Esta dicotomía es recogida en el filme y finalmente se acaba advirtiendo que la obra de Iannucci bien podría haberse llamado La muerte de Beria, pues si Jrushchov acaba saliendo victorioso de la lucha por el poder, el jefe del NKVD, en cambio, termina siendo condenado a muerte por sus más cercanos compañeros del Partido, que no eran mucho mejores que él pero que le temían y odiaban a partes iguales.

"Así es como muere la gente cuando sus historias no encajan", alecciona Jrushchov a la hija de Stalin delante de los restos incinerados de Beria. Al contrario que Stalin y otros dictadores antes y después de él, que en la vida real supieron interpretar su papel de tiranos hasta el final, Beria quiso cambiar su rol en el guion de la vida cuando ya era demasiado tarde.
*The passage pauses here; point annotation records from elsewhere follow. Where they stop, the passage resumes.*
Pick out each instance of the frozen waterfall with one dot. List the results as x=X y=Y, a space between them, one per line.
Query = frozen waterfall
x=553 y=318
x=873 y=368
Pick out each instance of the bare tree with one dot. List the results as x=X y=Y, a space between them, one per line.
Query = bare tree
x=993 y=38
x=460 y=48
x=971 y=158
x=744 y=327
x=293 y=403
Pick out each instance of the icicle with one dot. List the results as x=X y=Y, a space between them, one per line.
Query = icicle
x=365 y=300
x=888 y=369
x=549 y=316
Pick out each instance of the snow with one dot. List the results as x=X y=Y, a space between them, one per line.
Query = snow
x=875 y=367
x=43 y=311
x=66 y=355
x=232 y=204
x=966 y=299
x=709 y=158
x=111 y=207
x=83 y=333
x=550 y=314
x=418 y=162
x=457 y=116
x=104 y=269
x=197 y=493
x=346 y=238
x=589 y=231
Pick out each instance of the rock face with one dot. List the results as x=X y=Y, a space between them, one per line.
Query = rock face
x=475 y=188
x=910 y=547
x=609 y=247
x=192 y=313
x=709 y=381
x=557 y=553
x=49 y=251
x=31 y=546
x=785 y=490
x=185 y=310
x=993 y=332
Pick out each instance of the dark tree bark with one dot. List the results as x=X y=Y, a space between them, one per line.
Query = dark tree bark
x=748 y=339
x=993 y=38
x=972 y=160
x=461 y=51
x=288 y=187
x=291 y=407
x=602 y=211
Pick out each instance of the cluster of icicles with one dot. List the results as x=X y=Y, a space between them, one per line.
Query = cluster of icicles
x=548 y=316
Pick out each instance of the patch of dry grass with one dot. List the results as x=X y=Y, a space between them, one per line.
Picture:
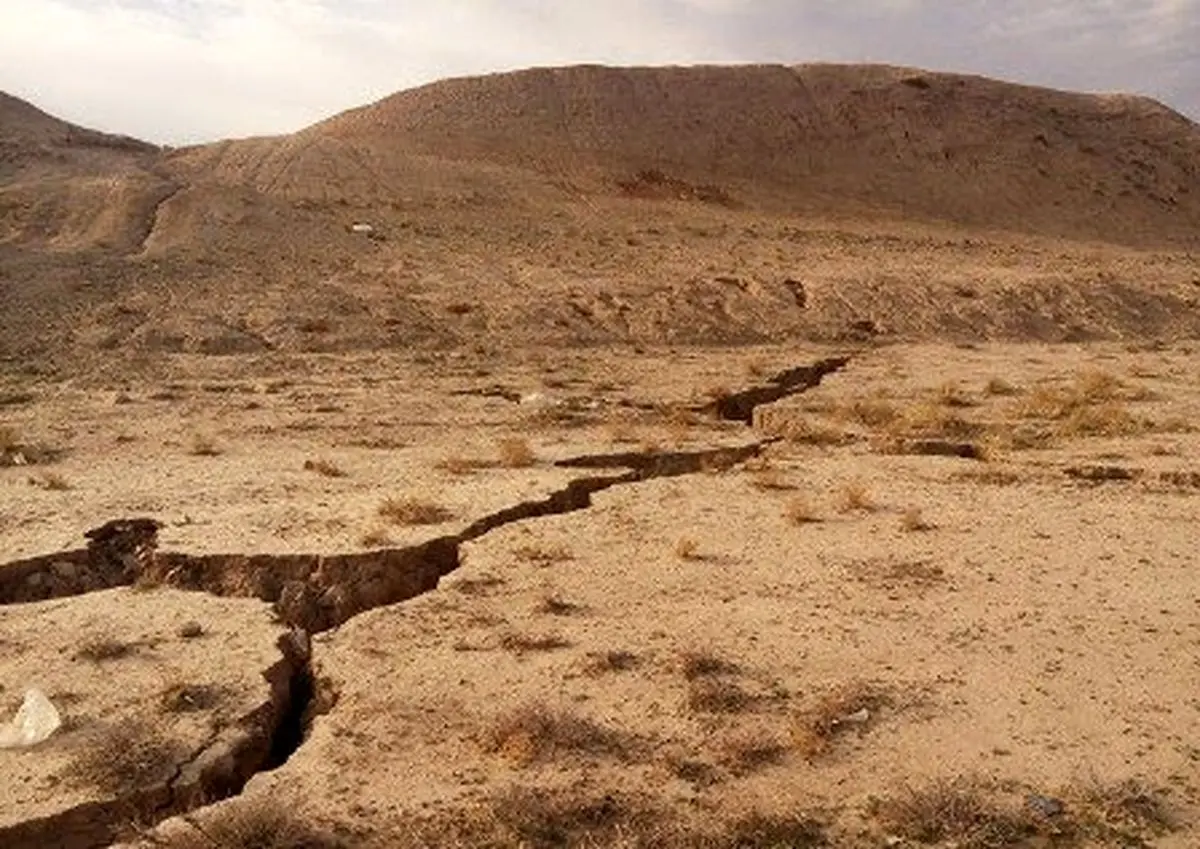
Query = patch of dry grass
x=124 y=758
x=538 y=734
x=515 y=452
x=544 y=555
x=801 y=511
x=376 y=537
x=959 y=812
x=324 y=468
x=414 y=511
x=105 y=649
x=523 y=644
x=850 y=706
x=252 y=824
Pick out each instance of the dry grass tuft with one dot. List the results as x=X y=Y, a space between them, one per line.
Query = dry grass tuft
x=544 y=555
x=856 y=495
x=745 y=754
x=851 y=706
x=915 y=522
x=377 y=537
x=556 y=606
x=51 y=481
x=719 y=696
x=189 y=698
x=699 y=664
x=125 y=758
x=252 y=825
x=516 y=453
x=958 y=812
x=324 y=468
x=523 y=644
x=537 y=734
x=412 y=511
x=100 y=650
x=204 y=445
x=799 y=511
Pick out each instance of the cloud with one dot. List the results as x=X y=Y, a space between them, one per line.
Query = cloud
x=195 y=70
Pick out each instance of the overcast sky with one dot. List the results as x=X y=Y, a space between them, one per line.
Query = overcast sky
x=181 y=71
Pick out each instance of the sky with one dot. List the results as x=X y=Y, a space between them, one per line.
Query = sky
x=187 y=71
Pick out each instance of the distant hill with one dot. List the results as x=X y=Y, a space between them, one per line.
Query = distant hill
x=592 y=204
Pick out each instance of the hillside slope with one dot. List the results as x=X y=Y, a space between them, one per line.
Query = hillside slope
x=593 y=205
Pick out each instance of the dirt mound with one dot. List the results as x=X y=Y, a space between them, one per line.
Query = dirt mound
x=592 y=205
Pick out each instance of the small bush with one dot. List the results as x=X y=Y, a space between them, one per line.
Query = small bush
x=537 y=734
x=412 y=511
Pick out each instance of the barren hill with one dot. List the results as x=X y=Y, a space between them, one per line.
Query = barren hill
x=592 y=204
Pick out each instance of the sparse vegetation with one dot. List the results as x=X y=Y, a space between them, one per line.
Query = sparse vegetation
x=106 y=649
x=523 y=644
x=801 y=511
x=516 y=453
x=843 y=709
x=413 y=511
x=544 y=555
x=252 y=824
x=612 y=662
x=324 y=468
x=376 y=537
x=203 y=445
x=537 y=734
x=120 y=759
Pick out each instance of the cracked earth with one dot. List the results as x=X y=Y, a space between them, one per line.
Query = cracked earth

El sarcasmo propio del humor británico, que tiene en la descalificación personal más o menos sutil una de sus principales características, fluye muy bien en comedias políticas como In the Loop o La muerte de Stalin, en donde el recelo, la paranoia y los odios que se propinan los personajes principales –casi todos ellos políticos– forman el núcleo central por el que transcurre la acción. "¿Coco Chanel se cagó en tu cabeza?", le pregunta de manera despectiva un enfadado mariscal Zhúkov a Gueorgui Malenkov, que es presentado con un carácter débil, portador de un ridículo peinado, y que tras la muerte de Stalin se convirtió por unos meses en su sucesor hasta que fue depuesto por Jrushchov.

Hay, sin embargo, una ambigüedad en esta comedia sobre el uso del humor negro anglosajón. Como guionista Iannucci es consciente de que el humor no tiene límites, pero su uso en La muerte de Stalin genera dudas sobre su intencionalidad.
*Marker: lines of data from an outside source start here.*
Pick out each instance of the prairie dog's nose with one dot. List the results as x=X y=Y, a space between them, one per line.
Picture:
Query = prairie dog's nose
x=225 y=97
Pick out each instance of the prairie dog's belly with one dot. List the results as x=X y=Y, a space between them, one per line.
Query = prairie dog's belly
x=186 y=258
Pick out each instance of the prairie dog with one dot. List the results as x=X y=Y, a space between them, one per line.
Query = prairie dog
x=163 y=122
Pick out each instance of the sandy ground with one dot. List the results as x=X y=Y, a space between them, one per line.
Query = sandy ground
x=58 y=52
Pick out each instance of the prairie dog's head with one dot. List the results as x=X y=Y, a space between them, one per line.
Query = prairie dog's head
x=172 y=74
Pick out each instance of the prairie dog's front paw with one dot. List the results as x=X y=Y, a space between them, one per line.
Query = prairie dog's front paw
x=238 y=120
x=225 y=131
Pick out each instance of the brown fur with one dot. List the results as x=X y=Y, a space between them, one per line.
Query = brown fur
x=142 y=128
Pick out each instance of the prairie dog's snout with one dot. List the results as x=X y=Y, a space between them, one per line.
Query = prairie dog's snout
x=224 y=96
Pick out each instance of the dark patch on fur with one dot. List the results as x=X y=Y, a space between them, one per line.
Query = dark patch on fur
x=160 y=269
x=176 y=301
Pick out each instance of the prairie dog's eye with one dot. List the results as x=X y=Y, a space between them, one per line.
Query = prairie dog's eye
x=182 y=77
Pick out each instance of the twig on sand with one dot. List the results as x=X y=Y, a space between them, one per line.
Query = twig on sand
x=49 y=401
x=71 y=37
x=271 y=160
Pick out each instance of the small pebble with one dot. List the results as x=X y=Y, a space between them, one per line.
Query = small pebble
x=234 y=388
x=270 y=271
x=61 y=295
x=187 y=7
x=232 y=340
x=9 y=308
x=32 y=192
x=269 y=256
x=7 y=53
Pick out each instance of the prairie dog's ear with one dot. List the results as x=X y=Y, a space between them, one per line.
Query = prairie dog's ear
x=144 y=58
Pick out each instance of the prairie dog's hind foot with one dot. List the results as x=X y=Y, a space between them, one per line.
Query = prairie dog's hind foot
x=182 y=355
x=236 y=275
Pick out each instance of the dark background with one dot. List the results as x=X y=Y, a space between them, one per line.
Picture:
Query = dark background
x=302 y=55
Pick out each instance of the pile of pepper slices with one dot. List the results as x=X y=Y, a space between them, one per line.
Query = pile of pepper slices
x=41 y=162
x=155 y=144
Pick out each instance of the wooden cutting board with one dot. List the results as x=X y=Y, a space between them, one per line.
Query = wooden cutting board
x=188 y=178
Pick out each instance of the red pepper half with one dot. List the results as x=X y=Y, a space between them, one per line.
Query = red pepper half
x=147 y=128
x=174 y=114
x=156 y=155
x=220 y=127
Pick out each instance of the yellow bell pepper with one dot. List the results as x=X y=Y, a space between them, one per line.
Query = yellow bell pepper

A pesar de ser una comedia no faltan escenas desagradables para el espectador que recogen las ejecuciones, detenciones arbitrarias y torturas ejercidas contra la población soviética por motivos políticos. Al escuchar los diálogos ingeniosos de varios personajes en los sótanos del edificio Lubyanka –la sede del NKVD– mientras de fondo se escuchan los disparos de las ejecuciones sumarias, es difícil discernir si el objetivo de Iannucci es simplemente exprimir al máximo el humor negro o crear sensación de contrariedad en la audiencia, que es consciente de que se está riendo de unas escenas macabras y ficticias pero cuyo fondo es estremecedoramente real.

La proyección de 'La muerte de Stalin' en Rusia el pasado enero ha logrado decir más de la situación política actual del país que la del periodo liderado por el dictador soviético

Casualmente, dejando el humor a un lado, la proyección de La muerte de Stalin en Rusia el pasado enero ha logrado decir más de la situación política actual del país que la del periodo liderado por el dictador soviético. Fruto de un tic autoritario, el Ministerio de Cultura suspendió en un primer momento la proyección de la cinta por denostar la historia de la URSS y de los ciudadanos soviéticos, pero finalmente fue exhibida al menos en un cine de Moscú y en una sala abarrotada, posiblemente porque la legislación rusa impedía su prohibición.

"No se preocupen, nadie va a ser asesinado esta noche. Lo prometo", dice en la película el director de Radio Moscú al desconcertado público de un concierto que solo había sido retransmitido en directo, pero que por orden de Stalin tuvo que repetirse para grabarlo y enviarle una copia.

Nadie acaba mal en esa escena. Tampoco el rechazo de las autoridades rusas a la proyección pública de la película ha ido más allá de la anécdota. Pero realidad y ficción se dan aquí la mano para mostrarnos un país cuya sociedad todavía no es capaz de demostrar su patriotismo –cuestionable pero legítimo– si no es concentrándolo en un dirigente autoritario. En el pasado fue Stalin y el resto de dirigentes soviéticos; hoy es Vladímir Putin, que lleva gobernando 18 años y puede permanecer en el poder otros seis tras su victoria en las recientes elecciones. Queda por ver si de las luchas entre sus sucesores que tendrán lugar tras su marcha podrá salir el guion de otra película.